Oldboy is a look at the revenge story. The protagonist, a likable businessman Oh Dae-su (Min-sik,) is imprisoned against his will by what we can only assume to be mobsters. Fifteen years pass. In this time Oh Dae-su is driven insane and emerges a changed man. Trained by fifteen years of television kung fu and driven by the death of his wife and wrongful imprisonment Oh Dae-su goes after the man responsible. As the story unfolds Chan-wook throws enough curve balls to keep you going and the conclusion leaves you amazed and appalled at the same time.
**From this point on there will be spoilers. You have been warned.**
What makes Oldboy so amazing is how Chan-wook plays with the revenge archetype. Oh Dae-su's imprisonment is an obvious parallel to the Count of Monte Cristo. It could almost be a complete retelling if Oh Dae-su's driving force was just revenge, instead there is a very Hamlet like drive in him that keeps him going until it leads to his tragic end. Oh Dae-su is given every chance to kill the man who has set out to ruin his life and fails to do so, leading up to the a final revelation that is too much like Oedipus Rex to just ignore.

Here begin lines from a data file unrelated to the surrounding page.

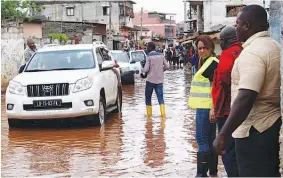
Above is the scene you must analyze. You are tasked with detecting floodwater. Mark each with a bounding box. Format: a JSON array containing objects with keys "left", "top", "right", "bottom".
[{"left": 1, "top": 66, "right": 225, "bottom": 177}]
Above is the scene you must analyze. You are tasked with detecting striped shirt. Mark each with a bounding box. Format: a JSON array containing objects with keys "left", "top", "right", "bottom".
[{"left": 142, "top": 51, "right": 169, "bottom": 84}]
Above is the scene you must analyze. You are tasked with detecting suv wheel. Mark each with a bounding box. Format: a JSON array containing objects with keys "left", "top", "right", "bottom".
[
  {"left": 95, "top": 96, "right": 106, "bottom": 126},
  {"left": 113, "top": 87, "right": 122, "bottom": 113}
]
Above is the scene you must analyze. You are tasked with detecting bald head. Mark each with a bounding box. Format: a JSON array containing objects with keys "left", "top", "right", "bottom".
[
  {"left": 220, "top": 26, "right": 237, "bottom": 50},
  {"left": 27, "top": 38, "right": 34, "bottom": 43},
  {"left": 26, "top": 38, "right": 35, "bottom": 49},
  {"left": 220, "top": 26, "right": 237, "bottom": 41}
]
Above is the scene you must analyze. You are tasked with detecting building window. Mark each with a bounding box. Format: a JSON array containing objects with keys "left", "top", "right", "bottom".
[
  {"left": 103, "top": 6, "right": 110, "bottom": 15},
  {"left": 66, "top": 7, "right": 74, "bottom": 16},
  {"left": 226, "top": 5, "right": 245, "bottom": 17}
]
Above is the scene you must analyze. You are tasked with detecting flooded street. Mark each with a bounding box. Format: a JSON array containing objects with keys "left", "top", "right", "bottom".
[{"left": 1, "top": 66, "right": 225, "bottom": 177}]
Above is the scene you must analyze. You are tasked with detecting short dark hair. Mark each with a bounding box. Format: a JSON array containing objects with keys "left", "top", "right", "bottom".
[
  {"left": 147, "top": 42, "right": 156, "bottom": 51},
  {"left": 241, "top": 5, "right": 268, "bottom": 30}
]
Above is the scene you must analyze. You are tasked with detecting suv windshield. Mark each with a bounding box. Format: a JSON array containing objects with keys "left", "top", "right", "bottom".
[
  {"left": 26, "top": 50, "right": 95, "bottom": 72},
  {"left": 131, "top": 51, "right": 146, "bottom": 62},
  {"left": 111, "top": 52, "right": 129, "bottom": 63}
]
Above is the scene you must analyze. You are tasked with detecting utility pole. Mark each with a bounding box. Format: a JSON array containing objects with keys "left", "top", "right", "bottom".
[
  {"left": 61, "top": 5, "right": 64, "bottom": 33},
  {"left": 139, "top": 7, "right": 143, "bottom": 50},
  {"left": 107, "top": 2, "right": 113, "bottom": 50},
  {"left": 184, "top": 0, "right": 188, "bottom": 32},
  {"left": 169, "top": 16, "right": 172, "bottom": 46}
]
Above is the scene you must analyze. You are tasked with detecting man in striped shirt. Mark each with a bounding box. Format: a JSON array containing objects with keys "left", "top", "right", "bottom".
[{"left": 142, "top": 42, "right": 169, "bottom": 118}]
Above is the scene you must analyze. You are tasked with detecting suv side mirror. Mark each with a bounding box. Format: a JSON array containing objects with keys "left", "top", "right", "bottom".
[
  {"left": 101, "top": 60, "right": 114, "bottom": 71},
  {"left": 130, "top": 60, "right": 136, "bottom": 64},
  {"left": 18, "top": 64, "right": 26, "bottom": 74}
]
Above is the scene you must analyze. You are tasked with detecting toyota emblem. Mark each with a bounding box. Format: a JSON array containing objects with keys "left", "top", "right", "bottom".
[{"left": 42, "top": 85, "right": 53, "bottom": 93}]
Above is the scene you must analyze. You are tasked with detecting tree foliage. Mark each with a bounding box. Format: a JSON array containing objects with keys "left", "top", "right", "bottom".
[
  {"left": 48, "top": 33, "right": 69, "bottom": 43},
  {"left": 1, "top": 0, "right": 44, "bottom": 21}
]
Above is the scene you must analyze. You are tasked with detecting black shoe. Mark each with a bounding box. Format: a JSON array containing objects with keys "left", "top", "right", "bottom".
[
  {"left": 208, "top": 151, "right": 218, "bottom": 177},
  {"left": 195, "top": 152, "right": 210, "bottom": 178}
]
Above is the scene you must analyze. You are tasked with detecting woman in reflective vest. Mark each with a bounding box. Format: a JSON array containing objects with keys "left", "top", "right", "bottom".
[{"left": 188, "top": 35, "right": 219, "bottom": 177}]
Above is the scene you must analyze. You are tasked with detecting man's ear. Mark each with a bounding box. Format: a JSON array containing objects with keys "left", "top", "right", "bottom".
[
  {"left": 266, "top": 22, "right": 270, "bottom": 30},
  {"left": 244, "top": 21, "right": 251, "bottom": 31}
]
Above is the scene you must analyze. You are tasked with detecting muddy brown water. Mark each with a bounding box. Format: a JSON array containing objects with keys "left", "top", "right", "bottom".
[{"left": 1, "top": 66, "right": 225, "bottom": 177}]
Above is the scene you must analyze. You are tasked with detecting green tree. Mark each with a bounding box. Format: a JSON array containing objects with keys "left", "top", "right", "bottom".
[
  {"left": 1, "top": 1, "right": 23, "bottom": 20},
  {"left": 1, "top": 0, "right": 44, "bottom": 21},
  {"left": 48, "top": 33, "right": 69, "bottom": 43}
]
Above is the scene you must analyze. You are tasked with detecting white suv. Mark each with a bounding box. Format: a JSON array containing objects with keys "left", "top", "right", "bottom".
[
  {"left": 6, "top": 44, "right": 122, "bottom": 127},
  {"left": 128, "top": 50, "right": 147, "bottom": 78}
]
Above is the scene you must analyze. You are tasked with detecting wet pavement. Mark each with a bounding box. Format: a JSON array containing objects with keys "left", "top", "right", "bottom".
[{"left": 1, "top": 66, "right": 225, "bottom": 177}]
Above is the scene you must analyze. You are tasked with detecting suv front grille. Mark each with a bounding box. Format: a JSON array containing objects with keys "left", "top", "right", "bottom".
[{"left": 27, "top": 83, "right": 69, "bottom": 97}]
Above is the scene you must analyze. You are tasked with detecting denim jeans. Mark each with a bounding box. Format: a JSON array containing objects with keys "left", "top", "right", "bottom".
[
  {"left": 192, "top": 66, "right": 197, "bottom": 76},
  {"left": 145, "top": 81, "right": 164, "bottom": 106},
  {"left": 217, "top": 117, "right": 239, "bottom": 177},
  {"left": 195, "top": 109, "right": 216, "bottom": 152}
]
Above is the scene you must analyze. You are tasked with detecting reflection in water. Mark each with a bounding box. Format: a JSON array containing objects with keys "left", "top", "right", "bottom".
[
  {"left": 144, "top": 118, "right": 167, "bottom": 168},
  {"left": 1, "top": 66, "right": 225, "bottom": 177},
  {"left": 3, "top": 114, "right": 124, "bottom": 177}
]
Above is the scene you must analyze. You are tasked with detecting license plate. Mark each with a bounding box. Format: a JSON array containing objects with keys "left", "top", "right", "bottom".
[{"left": 33, "top": 99, "right": 62, "bottom": 108}]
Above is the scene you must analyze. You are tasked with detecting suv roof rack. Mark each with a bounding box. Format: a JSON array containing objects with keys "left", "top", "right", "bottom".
[
  {"left": 93, "top": 41, "right": 106, "bottom": 46},
  {"left": 43, "top": 44, "right": 60, "bottom": 48}
]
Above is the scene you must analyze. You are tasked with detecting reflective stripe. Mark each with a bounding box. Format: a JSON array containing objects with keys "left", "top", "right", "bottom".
[
  {"left": 191, "top": 81, "right": 212, "bottom": 87},
  {"left": 191, "top": 93, "right": 211, "bottom": 98}
]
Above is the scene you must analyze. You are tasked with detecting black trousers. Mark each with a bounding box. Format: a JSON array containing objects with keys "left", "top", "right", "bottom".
[{"left": 235, "top": 117, "right": 282, "bottom": 177}]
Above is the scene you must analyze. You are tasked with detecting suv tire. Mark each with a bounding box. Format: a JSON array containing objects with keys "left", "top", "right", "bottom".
[
  {"left": 113, "top": 87, "right": 122, "bottom": 113},
  {"left": 95, "top": 96, "right": 106, "bottom": 126}
]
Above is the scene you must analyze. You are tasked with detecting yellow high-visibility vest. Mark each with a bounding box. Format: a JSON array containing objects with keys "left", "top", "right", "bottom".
[{"left": 188, "top": 56, "right": 219, "bottom": 109}]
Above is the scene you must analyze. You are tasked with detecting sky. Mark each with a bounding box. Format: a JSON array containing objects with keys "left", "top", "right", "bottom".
[{"left": 133, "top": 0, "right": 185, "bottom": 22}]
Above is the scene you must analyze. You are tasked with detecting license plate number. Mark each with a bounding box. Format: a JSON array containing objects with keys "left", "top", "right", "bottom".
[{"left": 33, "top": 100, "right": 62, "bottom": 108}]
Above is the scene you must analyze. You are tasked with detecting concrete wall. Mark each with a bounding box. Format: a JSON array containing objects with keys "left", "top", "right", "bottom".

Each of these pieces is taken and warped in Chan-wook's hand. Every familiar story is turned on its end and changed into something until now unseen. The Count of Monte Cristo suddenly is changed from the story of a man who lusts for revenge to the story of a man who cannot avoid another man's revenge. Hamlet gives up every opportunity to not kill Claudius and is forced to see the ruins his actions have caused, instead of conveniently dieing before it all comes into view. Oedipus chooses to forget everything that is told to him, and remain in happy ignorance till the end of his days. Each of these stories is warped just enough to give them a new angle and to leave the audience asking new questions about it.
Beyond these twists on classic stories Chan-wook plays with more subtle cliches. The most obvious of these is of the roll of Mi-do, who serves as Oh Dae-su's love interest and daughter. For the majority of the film Mi-do swoons over Oh Dae-su. It is almost pathetic as Oh Dae-su attempts to rape her, and leaves her again and again sometimes tied up and other times locked inside a cell. Mi-do would not leave this stranger, whom she did not know a week before, and it just does not fit until the final scenes. Everything is tied together with the use of hypnosis (which is a thin strand to hang the story on but it clings on just enough) and every scene where Mi-do was in it and I was asking 'why on earth is she still a character?' suddenly makes sense. Chan-wook shifts this story ruining, too flat character to what drives the final twist.
It is everything that makes you want to have faith in the medium, because for every Spiderman 3, which is the epitome of boring and poorly executed, there is a film like Oldboy that makes you take a new look at film.
My final verdict:
Oldboy changes how you watch film. It is not perfect but it makes you think. I would recommend it to anyone who wants to be challenged by a movie. To the rest of you: Just go back to re watching Avatar.